Some of these accounts could potentially be managed by a configuration tool, ie Puppet, Chef, Ansible. Or, these accounts could ultimately be managed by Centrify; account passwords vaulted/rotated and MFA/2FA enabled (CIS/CPS), privileged/sudo rights centrally managed (DirectAuthorize/dzdo) and Kerberos ticketing.
But there will be accounts across the local unix environment that are no longer needed. Leaving these local accounts active potentially creates a security risk or end up on an audit report. Now, you could spend time writing a script to collect these password files, programmatically sort through each entry trying to identify those abandoned local accounts. Or you could delegate the task to a junior systems administrator, who will most likely log into every server and manually identify and remove the abandoned local accounts line by line.

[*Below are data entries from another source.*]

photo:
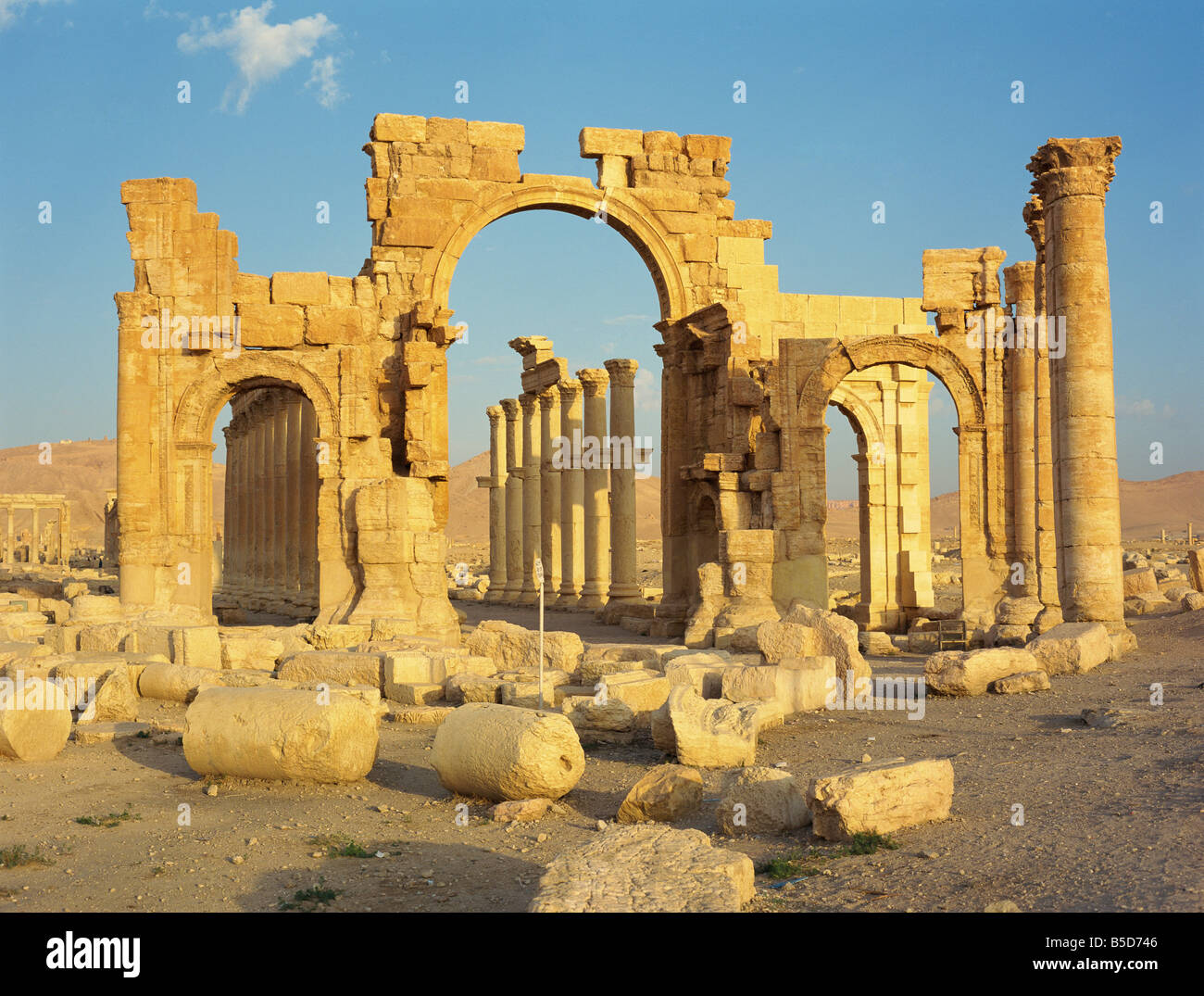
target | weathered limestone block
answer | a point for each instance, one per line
(35, 719)
(472, 687)
(1139, 581)
(1072, 648)
(414, 693)
(642, 691)
(176, 683)
(345, 667)
(761, 800)
(1196, 567)
(95, 609)
(433, 666)
(338, 636)
(505, 753)
(880, 798)
(254, 651)
(970, 672)
(795, 689)
(831, 635)
(512, 647)
(710, 732)
(520, 811)
(703, 672)
(1018, 611)
(1015, 684)
(593, 671)
(646, 868)
(280, 734)
(116, 701)
(586, 714)
(666, 794)
(107, 636)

But these days, a Centrify Administrator's work can be gauged by the efficiency and accuracy when peforming a task. In this post, I want to present a methodology to clean up the local /etc/passwd file through the use of our Centrify Deployment Manager tool. Deployment Manager is packaged with our Server Suite of product. If you have gone through any of the Centrify training or engaged with Centrify's Professional Services team, most likely you are familiar with this tool and have it installed in your environment.
If you have not, you will need to install Centrify Deployment Manager.
The installer files are located in the DirectManage folder of the Server Suite zip files.
Once installed, launch the Deployment Manager using the Desktop Icon:
The first step is to add the servers you want to have Deployment Manager evaluate. To do this, Right-Click on 'Computers' and select 'Add Computers..."
There are several different methods to add computers to Deployment Manager. I happen to prefer 'Import a computer list from a text file'. This allows us to be efficient and accurate by only listing servers we are targeting for clean-up.
Next, provide a text file of servers (either hostname or IP address):
Then you must provide an account that has privilege access to root either by way of sudo or dzdo. The root account works as well.
Then provide the associated account password.
Once Deployment Manager successfully discovers your servers, it will download a copy of /etc/passwd and /etc/group to the tool.
You can work individually with each server at this point or choose to work with the consolidated users data for all servers discovered by clicking on 'Local Accounts'.
On the right pane, you will see the consolidated list of local accounts from all servers discovered.
Now, the Deployment Manager tool allows the user to sort each column. Just click the column name and adjust the sorting by Ascending or Descending.
Sort by UNIX Name:
Isolate the user you want to remove from the servers' local /etc/passwd file.
Multi-select entries using control-click or shift-click; then right-click your highlighted selection and choose 'Delete'.
Deployment Manager will reach out to the server and perform a removal of the accounts you have selected. Keep in mind, Deployment Manager will not delete the home directories of the users. Centrify wants to avoid deleting data that might not have been reviewed or migrated by the user/peers/managers.
Before:
After:
You can also delete local unix groups that you have migrated to Centrify:
Most Centrify Administrators will only need to clean up ONLY the local user and group files of servers that they have joined to AD.
If you have a slick script/tool that you use to manage your local users and group clean-up, please don't hesitate to share it with the community.
NOTE: Some of you who took a close look at the images above, YES...Centrify Deployment Manager can change passwords of local accounts (and in bulk too!).